To the Editor of the New York Times Book Review Section:

I was dismayed that a scholar of Fouad Ajami's eminence would state in his review of Christopher Caldwell's Reflections on the Revolution In Europe, "The question of Islam in Europe has occasioned calls of alarm about 'Eurabia'” (Book Review, August 2, 2009). There is a hint of unmerited dismissiveness in this comment that is disappointing to those of us have been engaged in long-term, serious scholarship on the impact of Islamic immigration on Western Europe. The fundamental issue is whether the newcomers intend to adopt to their host cultures or whether, as so many of their leaders have promised, they intend to transform Europe into a predominantly Muslim realm. We are not alarmists; we are responsible scholars who are seriously concerned about the future of Western civilization.
Professor Ajami also quotes Caldwell as assuring us that Islam "is in no sense Europe’s religion and it is in no sense Europe’s culture.” Few, if any, thoughtful people would dispute that statement, but the real question is not what Europe is but what it is in danger of becoming.
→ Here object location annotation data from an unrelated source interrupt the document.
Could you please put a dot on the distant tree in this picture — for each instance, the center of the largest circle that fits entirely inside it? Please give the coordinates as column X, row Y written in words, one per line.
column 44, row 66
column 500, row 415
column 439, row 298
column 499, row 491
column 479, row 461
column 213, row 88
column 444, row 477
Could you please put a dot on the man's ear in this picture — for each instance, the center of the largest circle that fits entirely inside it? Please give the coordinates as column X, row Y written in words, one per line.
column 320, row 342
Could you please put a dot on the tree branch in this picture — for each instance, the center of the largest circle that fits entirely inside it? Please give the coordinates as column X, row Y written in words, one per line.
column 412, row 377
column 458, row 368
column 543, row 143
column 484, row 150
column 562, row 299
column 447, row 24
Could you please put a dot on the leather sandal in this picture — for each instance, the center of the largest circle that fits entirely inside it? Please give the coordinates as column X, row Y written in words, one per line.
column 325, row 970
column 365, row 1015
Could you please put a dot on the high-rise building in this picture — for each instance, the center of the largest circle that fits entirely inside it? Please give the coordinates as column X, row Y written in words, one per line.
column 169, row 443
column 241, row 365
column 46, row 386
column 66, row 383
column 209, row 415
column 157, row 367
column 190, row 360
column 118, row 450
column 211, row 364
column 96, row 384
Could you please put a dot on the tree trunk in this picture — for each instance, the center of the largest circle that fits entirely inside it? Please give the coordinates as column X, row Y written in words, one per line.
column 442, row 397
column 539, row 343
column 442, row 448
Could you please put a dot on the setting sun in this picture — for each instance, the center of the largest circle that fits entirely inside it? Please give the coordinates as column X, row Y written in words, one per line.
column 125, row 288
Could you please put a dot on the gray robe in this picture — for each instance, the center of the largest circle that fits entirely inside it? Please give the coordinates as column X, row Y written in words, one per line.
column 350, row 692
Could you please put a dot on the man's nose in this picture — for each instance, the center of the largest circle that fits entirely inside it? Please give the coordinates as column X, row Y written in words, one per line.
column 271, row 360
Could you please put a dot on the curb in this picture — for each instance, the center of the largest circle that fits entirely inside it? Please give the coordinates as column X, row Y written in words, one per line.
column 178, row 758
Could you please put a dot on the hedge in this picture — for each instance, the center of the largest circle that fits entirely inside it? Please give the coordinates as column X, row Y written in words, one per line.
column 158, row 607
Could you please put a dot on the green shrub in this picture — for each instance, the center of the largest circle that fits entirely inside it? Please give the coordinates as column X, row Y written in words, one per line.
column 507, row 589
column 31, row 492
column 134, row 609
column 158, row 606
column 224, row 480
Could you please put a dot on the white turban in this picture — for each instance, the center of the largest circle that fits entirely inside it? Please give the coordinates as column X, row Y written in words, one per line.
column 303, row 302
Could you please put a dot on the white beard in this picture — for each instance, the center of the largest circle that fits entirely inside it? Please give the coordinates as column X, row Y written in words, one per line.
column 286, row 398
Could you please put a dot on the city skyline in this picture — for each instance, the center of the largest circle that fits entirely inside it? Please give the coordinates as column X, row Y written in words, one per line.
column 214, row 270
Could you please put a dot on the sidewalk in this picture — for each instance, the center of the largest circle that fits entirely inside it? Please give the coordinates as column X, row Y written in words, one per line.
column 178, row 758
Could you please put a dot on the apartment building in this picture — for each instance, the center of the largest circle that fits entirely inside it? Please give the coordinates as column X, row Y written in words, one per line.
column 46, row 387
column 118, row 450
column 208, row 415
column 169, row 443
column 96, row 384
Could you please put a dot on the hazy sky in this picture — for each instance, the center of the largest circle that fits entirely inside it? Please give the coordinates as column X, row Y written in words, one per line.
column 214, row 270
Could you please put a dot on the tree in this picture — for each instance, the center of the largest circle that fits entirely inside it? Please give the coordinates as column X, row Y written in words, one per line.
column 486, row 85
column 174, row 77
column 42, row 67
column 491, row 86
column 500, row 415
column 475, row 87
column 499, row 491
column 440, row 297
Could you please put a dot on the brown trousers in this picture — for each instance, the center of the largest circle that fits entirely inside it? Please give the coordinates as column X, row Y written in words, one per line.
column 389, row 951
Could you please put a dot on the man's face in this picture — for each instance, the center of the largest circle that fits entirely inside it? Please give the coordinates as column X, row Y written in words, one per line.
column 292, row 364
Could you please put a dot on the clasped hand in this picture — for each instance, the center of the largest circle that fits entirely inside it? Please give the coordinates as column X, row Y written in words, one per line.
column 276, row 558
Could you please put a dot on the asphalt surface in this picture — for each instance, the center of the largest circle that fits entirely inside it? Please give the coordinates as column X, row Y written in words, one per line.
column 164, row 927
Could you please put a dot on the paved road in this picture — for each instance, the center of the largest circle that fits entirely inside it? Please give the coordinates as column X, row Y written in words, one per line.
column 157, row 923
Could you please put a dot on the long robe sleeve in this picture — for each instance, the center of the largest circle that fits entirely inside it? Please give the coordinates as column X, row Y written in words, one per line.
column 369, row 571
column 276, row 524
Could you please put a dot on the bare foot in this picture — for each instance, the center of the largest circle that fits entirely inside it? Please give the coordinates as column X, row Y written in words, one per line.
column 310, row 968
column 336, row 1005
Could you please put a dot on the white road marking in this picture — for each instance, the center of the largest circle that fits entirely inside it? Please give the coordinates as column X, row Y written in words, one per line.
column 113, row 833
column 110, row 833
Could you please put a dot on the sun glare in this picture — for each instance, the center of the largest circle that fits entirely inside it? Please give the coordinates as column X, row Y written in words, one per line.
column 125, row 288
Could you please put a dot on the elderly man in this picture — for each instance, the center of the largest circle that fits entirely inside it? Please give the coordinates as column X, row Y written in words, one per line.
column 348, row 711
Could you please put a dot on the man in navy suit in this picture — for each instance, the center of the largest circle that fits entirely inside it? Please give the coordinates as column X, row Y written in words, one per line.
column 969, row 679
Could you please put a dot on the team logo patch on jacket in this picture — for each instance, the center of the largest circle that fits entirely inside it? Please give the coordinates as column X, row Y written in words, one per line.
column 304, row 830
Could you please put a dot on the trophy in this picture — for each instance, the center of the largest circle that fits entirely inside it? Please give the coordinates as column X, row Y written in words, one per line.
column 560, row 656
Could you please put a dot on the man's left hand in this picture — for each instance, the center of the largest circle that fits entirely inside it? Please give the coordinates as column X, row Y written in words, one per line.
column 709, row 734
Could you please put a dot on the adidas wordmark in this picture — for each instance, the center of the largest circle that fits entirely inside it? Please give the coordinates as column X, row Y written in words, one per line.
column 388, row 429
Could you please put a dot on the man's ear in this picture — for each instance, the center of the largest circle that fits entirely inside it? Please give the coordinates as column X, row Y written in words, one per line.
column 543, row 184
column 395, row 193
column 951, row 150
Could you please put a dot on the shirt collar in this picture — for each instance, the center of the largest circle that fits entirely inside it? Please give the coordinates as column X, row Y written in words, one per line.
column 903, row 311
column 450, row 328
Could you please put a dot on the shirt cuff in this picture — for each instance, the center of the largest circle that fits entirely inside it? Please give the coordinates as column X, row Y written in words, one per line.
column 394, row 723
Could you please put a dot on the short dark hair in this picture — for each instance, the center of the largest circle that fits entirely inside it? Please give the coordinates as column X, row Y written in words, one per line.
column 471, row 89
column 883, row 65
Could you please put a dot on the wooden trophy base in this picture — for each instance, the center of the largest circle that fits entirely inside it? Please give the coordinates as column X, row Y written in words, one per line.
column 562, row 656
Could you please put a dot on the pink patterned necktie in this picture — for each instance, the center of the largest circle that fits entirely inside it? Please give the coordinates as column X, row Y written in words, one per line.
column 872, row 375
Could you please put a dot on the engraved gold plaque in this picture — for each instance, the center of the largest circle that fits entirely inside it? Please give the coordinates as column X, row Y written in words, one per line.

Let us not forget that it has happened before. Some of Christianity's greatest teachers-such as St. Augustine-were products of a North African Christianity that disappeared permanently with the Muslim conquests of the seventh century.
Richard L. Rubenstein
President Emeritus
University of Bridgeport
Lawton Distinguished Professor of Religion Emeritus
Florida State University
(Richard L. Rubenstein is the author of La Perfidie de 'lHistoire (Paris: Les Éditions du Cerf and Éditions Les Provinciales, 2005), a study of the impact of Islam on contemporary Europe, and Jihad and Genocide (forthcoming, Rowman and Littlefield and Éditions Les Provinciales), a study of the genocidal potentialities of jihad.